Maybe the name “Jeans Cruz” doesn’t ring a bell.
After all, the 600 U.S. soldiers who participated in the operation to capture Saddam Hussein in December 2003 were never named publicly.
But Cruz, one of the special forces soldiers who literally pulled Hussein out of his underground hideout, was recognized by the military as a hero in the War on Terror for the role he played in ridding Iraq of its dictator.
Today, Cruz lives just around the corner from my old apartment in the South Bronx. He takes his son to school, comes home, and spends time reliving–and trying to ward off–the horrors of war. Many days, though, he fails, cutting or burning himself, and wondering when, exactly, his life fell apart.

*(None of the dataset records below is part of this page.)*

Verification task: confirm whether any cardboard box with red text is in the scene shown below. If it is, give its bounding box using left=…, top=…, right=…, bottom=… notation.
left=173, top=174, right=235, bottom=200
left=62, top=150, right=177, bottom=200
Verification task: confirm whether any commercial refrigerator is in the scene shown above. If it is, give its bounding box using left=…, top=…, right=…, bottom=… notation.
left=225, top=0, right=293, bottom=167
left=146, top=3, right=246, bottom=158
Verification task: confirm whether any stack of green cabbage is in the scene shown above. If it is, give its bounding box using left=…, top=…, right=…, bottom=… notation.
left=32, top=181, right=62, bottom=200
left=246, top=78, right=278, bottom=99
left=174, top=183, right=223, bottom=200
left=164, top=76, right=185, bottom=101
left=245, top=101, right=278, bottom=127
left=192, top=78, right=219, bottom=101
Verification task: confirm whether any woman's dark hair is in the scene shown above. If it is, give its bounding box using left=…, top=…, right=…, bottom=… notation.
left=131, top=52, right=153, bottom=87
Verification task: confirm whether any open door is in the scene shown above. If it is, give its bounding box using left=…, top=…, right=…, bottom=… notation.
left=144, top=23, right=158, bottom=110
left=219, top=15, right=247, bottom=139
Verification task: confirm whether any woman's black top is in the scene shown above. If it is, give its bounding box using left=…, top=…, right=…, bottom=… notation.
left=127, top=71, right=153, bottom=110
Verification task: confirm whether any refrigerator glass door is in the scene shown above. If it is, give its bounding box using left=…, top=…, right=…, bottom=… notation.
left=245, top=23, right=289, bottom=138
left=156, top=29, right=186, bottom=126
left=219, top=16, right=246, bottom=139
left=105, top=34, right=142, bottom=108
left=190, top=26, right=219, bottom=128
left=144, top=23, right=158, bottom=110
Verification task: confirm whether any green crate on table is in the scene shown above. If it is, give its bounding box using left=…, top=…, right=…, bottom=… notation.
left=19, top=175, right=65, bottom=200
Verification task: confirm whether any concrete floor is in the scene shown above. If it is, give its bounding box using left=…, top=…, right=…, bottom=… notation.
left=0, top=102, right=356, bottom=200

Cruz– who like so many soldiers joined the military for its financial benefits, hoping to improve his lot in life– was honorably discharged from the military, fully expecting the benefits he’d been promised. But Cruz, like more than 20,000 other soldiers, was cut off from benefits, diagnosed by military doctors with Personality Disorder.
In the short film, Joshua Kors–investigative journalist for The Nation– explains Cruz isn’t the only soldier who was lauded as a hero, only to be told that he had a pre-existing psychiatric condition that now makes him ineligible for the benefits he desperately needs. 22,500 other soldiers have also been disenfranchised from care over the past six years.
The cost savings for the US government? 12.5 billion USD.
What makes the situation particularly problematic is the fact that the US military does a full psychiatric assessment of every new recruit– so even if 22,500 service members REALLY have personality disorder (a diagnosis that is rarely made anymore by civilian psychiatrists), why didn’t the military catch what it’s now claiming was a pre-existing problem in so many of its soldiers?
Kors wasn’t buying it, so he began investigating. And what he found has led to important changes in military policy. His full report can be read here.
As for Cruz, his struggle continues.